Either in unittests, from particularly latency sensitive parts of your application, or when trying to further narrow down the cause of blocking, gevent provides the assert_switches() context manager. Wrap this manager around some code to be sure that it switches to another greenlet or back to the hub, optionally within a set amount of time. If nothing switches, then an exception will be raised with the same sort of information as above.

>>> from gevent.util import assert_switches
>>> # This will always raise an exception: nothing switches
>>> with assert_switches():
...     pass
...
Traceback (most recent call last):
  File "<stdin>", line 2, in <module>
  File "//gevent/util.py", line 592, in __exit__
    raise _FailedToSwitch('\n'.join(report_lines))
gevent.util._FailedToSwitch: ...
>>> # This will never raise an exception; nothing switched,
... # but it happened very fast
... with assert_switches(max_blocking_time=1.0):
...     pass
...
>>>

How It Works

Credit

This technique did not originate with gevent. I've seen it in this blog post from 2012 by Ryan Kelly and I've seen it in this code from Mozilla. gevent 1.3 just generalized it, made it safe for multiple threads and hubs, and incorporated it into the core of gevent.

The main question we want to be able to answer is: did the hub get to run during a certain time period? Running the hub means switching into its greenlet, so what we really want to know is: was the greenlet hub switched into?

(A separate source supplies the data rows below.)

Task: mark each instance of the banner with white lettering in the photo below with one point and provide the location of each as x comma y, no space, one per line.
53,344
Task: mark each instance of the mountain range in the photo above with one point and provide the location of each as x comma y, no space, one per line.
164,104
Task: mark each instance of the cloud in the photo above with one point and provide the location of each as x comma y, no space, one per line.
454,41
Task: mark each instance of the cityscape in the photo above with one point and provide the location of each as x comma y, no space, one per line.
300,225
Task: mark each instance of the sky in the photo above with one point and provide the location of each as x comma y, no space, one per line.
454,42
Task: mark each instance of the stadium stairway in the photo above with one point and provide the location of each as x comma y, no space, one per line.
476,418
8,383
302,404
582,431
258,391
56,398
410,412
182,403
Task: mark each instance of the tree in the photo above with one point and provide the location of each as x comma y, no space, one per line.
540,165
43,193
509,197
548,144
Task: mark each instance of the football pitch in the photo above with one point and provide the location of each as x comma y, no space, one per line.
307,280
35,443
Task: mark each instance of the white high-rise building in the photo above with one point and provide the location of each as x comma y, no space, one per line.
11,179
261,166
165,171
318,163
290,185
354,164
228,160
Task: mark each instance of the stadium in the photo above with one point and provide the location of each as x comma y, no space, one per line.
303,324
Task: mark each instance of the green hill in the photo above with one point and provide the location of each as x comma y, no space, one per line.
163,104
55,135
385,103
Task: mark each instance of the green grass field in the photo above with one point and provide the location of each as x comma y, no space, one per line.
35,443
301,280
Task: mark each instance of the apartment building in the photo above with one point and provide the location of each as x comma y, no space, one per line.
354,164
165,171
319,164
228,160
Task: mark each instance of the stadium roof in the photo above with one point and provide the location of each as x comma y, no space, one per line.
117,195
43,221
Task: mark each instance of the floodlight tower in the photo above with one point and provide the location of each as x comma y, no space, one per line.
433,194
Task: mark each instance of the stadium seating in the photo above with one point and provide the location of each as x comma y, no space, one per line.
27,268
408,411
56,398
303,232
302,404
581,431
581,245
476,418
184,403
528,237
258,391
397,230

The greenlet library provides a hook well suited for this purpose: greenlet.settrace(). This functions similarly to sys.settrace() that's part of the core interpreter. The later calls a function for every "interesting" interpreter event such as a function call, and the former calls a function for every interesting event involving greenlets.

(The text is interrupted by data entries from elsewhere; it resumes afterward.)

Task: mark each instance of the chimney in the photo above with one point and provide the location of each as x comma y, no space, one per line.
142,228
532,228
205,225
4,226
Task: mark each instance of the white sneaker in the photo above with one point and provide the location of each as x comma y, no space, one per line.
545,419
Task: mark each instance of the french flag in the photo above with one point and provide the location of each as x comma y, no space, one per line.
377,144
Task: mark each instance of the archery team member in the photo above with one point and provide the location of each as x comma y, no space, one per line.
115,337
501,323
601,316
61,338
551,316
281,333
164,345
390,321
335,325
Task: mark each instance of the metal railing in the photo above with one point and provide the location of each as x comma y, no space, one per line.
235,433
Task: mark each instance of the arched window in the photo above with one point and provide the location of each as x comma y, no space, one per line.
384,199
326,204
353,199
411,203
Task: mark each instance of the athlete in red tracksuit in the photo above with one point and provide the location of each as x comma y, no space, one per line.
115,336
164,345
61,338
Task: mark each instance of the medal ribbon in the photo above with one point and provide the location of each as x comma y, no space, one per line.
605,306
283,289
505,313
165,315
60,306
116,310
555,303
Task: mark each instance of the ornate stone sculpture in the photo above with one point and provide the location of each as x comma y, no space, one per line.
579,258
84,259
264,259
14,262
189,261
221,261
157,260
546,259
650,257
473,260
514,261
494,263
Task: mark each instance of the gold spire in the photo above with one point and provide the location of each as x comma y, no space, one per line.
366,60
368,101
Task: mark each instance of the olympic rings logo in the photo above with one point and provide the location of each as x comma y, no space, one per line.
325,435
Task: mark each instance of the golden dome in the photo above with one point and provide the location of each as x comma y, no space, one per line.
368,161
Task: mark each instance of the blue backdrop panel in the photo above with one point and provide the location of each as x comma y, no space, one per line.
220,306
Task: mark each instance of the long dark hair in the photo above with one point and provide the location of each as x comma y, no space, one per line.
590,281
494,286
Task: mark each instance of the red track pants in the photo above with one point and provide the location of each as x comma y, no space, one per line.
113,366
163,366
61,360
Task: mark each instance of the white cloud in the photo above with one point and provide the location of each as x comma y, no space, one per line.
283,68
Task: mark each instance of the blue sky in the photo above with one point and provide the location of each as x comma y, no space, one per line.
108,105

Since greenlets can really only do two interesting things, 'switch' and 'throw' are the only two defined events—for our purposes they are equivalent as they both involve a transfer of control from one greenlet to another, and both events tell us which greenlet is going to be taking control (the "target").

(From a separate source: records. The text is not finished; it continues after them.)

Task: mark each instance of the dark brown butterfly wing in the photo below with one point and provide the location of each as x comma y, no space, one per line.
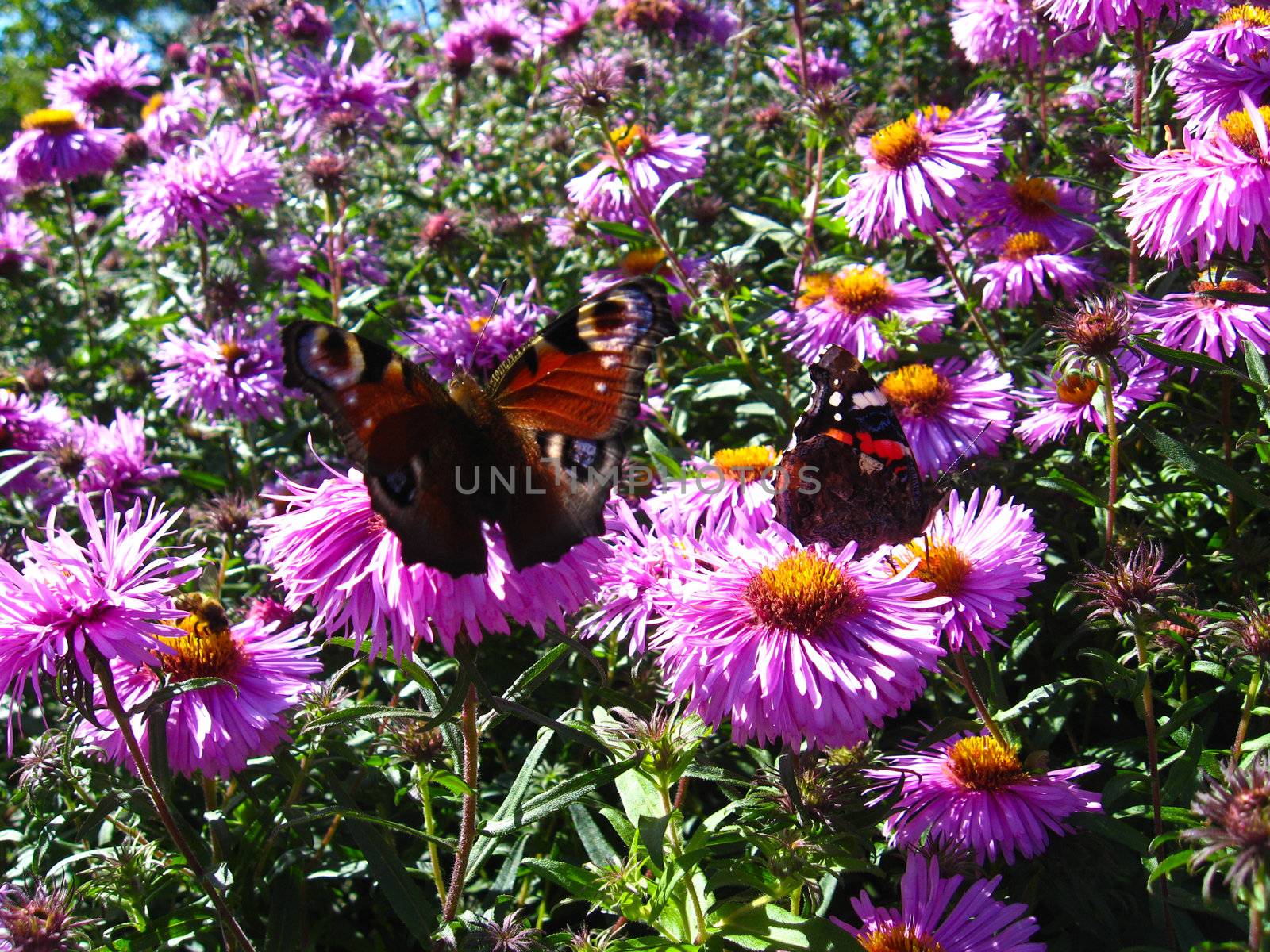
406,435
850,475
571,393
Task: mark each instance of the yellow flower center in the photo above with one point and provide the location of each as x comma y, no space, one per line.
643,260
745,463
1242,132
55,121
940,564
1245,13
899,145
859,290
152,106
207,649
1034,197
1024,245
899,939
1077,389
983,763
918,389
802,593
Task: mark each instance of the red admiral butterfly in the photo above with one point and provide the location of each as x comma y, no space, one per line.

So to answer our question, we only need to keep track of whether or not the greenlet hub was the target of an event and thus assumes control. For the decorator assert_switches, which has a well-defined scope and only needs to answer that question at the exact time it is exited, that's enough [2], but for the general monitoring function that lets you know if (when) it ever found the hub blocked for longer than a certain period, we need to do a little more. To be able to answer that question meaningfully, we also need to know the timestamp of the last event entering the hub so we can compare it to the current timestamp: if it's been "too long," then we can raise an alert.

Performance

gevent is a performance critical library, so monitoring features that are too perfomance sucking to enable are a non-starter. For that reason, the implementation of these features was carefully optimized and a few different tradeoffs are made. Here are some examples.

  • Getting the current time (time.time()) is relatively expensive, so we try to avoid doing that too often. For example, instead of checking if we've exceeded the blocking threshold on every greenlet switch, we only do so periodically in a background thread.
  • We use some heuristics to detect if we switched into the hub instead of absolute timestamps.
  • The greenlet trace functions are compiled with Cython and strongly typed. This makes the relatively complex work that the blocking monitor trace function needs to do faster than the most trivial trace function implemented in Python.

As always, if you find bugs or can think of enhancements or additions to gevent, please feel free to open an issue or create a pull request!

Footnotes

[1] I admit I cheated here in the output a little bit. I trimmed it: it detected, and reported, the same blockage several times. It should probably recognize that and just print something about "same blockage". I should fix that. Also, I fixed up the spawning line. Things spawned at the module level do not always get the right traceback.
[2] As long as you don't use the max_blocking_time parameter.